Тимофей даже глаза закрыл от удовольствия.

– Я не только что устав, а и божий закон… Я страсть сколько читал.

– Что же ты читал?

– Про Суворова.

– Ну?

– Хорошо… Все как есть описано… Как он солдатом был, как его Екатерина повстречала; очень уж ей понравилось, как он чисто, значит, на караул ей сделал. Она ему сейчас рубль золотой… А он ей: «Нельзя мне рубль взять, потому что я на часах… Ежели уж охота, так положь, значит, на лавочке рубль, или там по начальству отдай, – окончу дежурство – возьму…» Тут она сейчас его в офицеры приказала… Так все это описано ловко!.. Набрал он человек пятьдесят и из пушек неприятельских ночью да в них же, да крепость турецкую и взял. Тут его генерал расстрелять приказал; он, не будь глуп, – к Екатерине письмо. Тут она и отписала генералу: «Не вы, дескать, а я его сыскала и в офицеры пожаловала, а вы и власти иметь не можете над ним, и как бы он еще вас не пристрелил…» Ей-богу! да в генералы его… А он хоть и генерал, да что солдату, то и ему подавай, – все с солдатом, все сообща… Ну и надеялись на него войска – никого не надо, подавай Суворова, и шабаш…

– Ты в последней турецкой кампании не был?

– Нет… Только и было, что усмиряли поляков. В Люблине бунт был…

– Какой бунт?

– Их ксендз нашего православного, значит, в свою веру окрестить тайком вздумал… Собрал народ в костел и айда крестить. Тут полиция разнюхала – тревогу. Так и так, крестят в свою веру православный народ… Поляки за камни… не дают, значит… Тут за нами… Стрелять не стреляй, а что если будет – в штыки. Тревогу. Дело праздничное: барабанщик пьяный… выскочил на снег без сапог – тревогу забил… Мы выскочили – что такое? Оробели, думали – австриец, а нас в Люблин повели. Пришли ночью… Поставили нас на площади. Поляки в нас камнями… Тут ближе да ближе… Один схватил мое ружье; ну, я не стерпел, как пырну его штыком… Потому, что ежели ружье взять, – это вроде того, что как позор, терпеть уж нельзя. Сейчас мне ротный: «Правильно, говорит, твою честь замарал». А другой ведь со службы уйдет: дурак был, дураком остался… Или ежели, к примеру, ты вот стоишь, а он идет: «Кто идет?» Молчит. Сейчас его другой раз, а за третьим стрелять должен.

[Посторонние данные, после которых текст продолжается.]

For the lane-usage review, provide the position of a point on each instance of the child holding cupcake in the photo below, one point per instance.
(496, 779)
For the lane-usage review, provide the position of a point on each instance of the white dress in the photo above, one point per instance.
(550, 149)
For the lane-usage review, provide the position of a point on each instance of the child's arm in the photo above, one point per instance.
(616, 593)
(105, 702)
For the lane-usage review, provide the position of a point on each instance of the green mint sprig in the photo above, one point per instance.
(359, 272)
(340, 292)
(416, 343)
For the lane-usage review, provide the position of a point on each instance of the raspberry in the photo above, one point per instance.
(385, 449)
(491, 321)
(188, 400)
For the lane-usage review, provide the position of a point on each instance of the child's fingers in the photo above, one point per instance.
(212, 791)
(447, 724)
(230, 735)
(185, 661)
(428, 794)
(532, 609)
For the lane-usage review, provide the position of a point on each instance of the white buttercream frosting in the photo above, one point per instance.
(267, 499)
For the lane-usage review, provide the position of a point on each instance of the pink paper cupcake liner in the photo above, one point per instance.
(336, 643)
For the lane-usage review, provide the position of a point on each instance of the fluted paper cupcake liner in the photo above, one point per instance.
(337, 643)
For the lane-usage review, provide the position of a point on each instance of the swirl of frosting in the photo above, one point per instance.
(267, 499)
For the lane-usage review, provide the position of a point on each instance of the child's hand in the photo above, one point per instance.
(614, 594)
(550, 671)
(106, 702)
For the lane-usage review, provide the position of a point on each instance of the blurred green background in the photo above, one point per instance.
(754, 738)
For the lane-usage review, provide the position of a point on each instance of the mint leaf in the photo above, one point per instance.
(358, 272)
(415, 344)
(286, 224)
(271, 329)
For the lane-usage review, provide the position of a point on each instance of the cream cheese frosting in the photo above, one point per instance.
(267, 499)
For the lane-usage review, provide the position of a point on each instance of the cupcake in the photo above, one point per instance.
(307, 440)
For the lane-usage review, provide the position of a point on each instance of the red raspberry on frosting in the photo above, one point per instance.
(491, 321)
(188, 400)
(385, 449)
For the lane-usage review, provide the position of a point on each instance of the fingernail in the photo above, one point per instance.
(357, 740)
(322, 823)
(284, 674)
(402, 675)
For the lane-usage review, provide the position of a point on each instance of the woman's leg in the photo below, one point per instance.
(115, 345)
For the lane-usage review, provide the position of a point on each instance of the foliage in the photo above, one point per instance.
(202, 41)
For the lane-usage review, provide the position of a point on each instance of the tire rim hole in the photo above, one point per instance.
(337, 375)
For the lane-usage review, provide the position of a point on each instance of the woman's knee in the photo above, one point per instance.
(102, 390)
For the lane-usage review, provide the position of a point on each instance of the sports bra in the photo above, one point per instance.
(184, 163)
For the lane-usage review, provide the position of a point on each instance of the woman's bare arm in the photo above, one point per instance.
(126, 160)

– Да ведь он глухой, может? – спросил Филипп.

– Не ходи.

– Вишь ты!

– И все это неправда насчет поляков, что в свою веру сманивали, – проговорил вдруг рабочий, одетый в пиджак и шляпу.

– Неправда, потому что сам поляк, – прошептал Алексей.

– Да хоть и поляк… у вас насильно кого крестят?

– У нас, известно, нет, – отвечал гордо Тимофей.

– У татар поворачивают силком?

– Я про татар не слыхал.

– Значит, мы хуже татар выходим?

– Известно, хуже. Как же это, человека православного… – Поляк только плюнул.

– Да кому надо-то вас крестить? Мало своих у нас?

– Знамо, мало, коли понадобилось.

Поляк молчал.

– Так просто на смех вам одно это сказали: видят, что дураки, что ни скажи – все поверят… вот и сказали.

– Поверят?! – сомнительно протянул Филипп. – Небось не больно-то поверят.

– Да вот же поверили?

– Поверили? Чудной ты человек, – поверили, потому что правда.

– Правда?! – с горечью повторил поляк. – Вот сейчас про докторов говорят, что они холеру разводят. Правда, значит?

– А ты как думаешь? – горячо заговорил Филипп. – Он тебе, чуть хворь, сейчас даст: дескать, не разводи заразу. А другой тоже и жив бы остался!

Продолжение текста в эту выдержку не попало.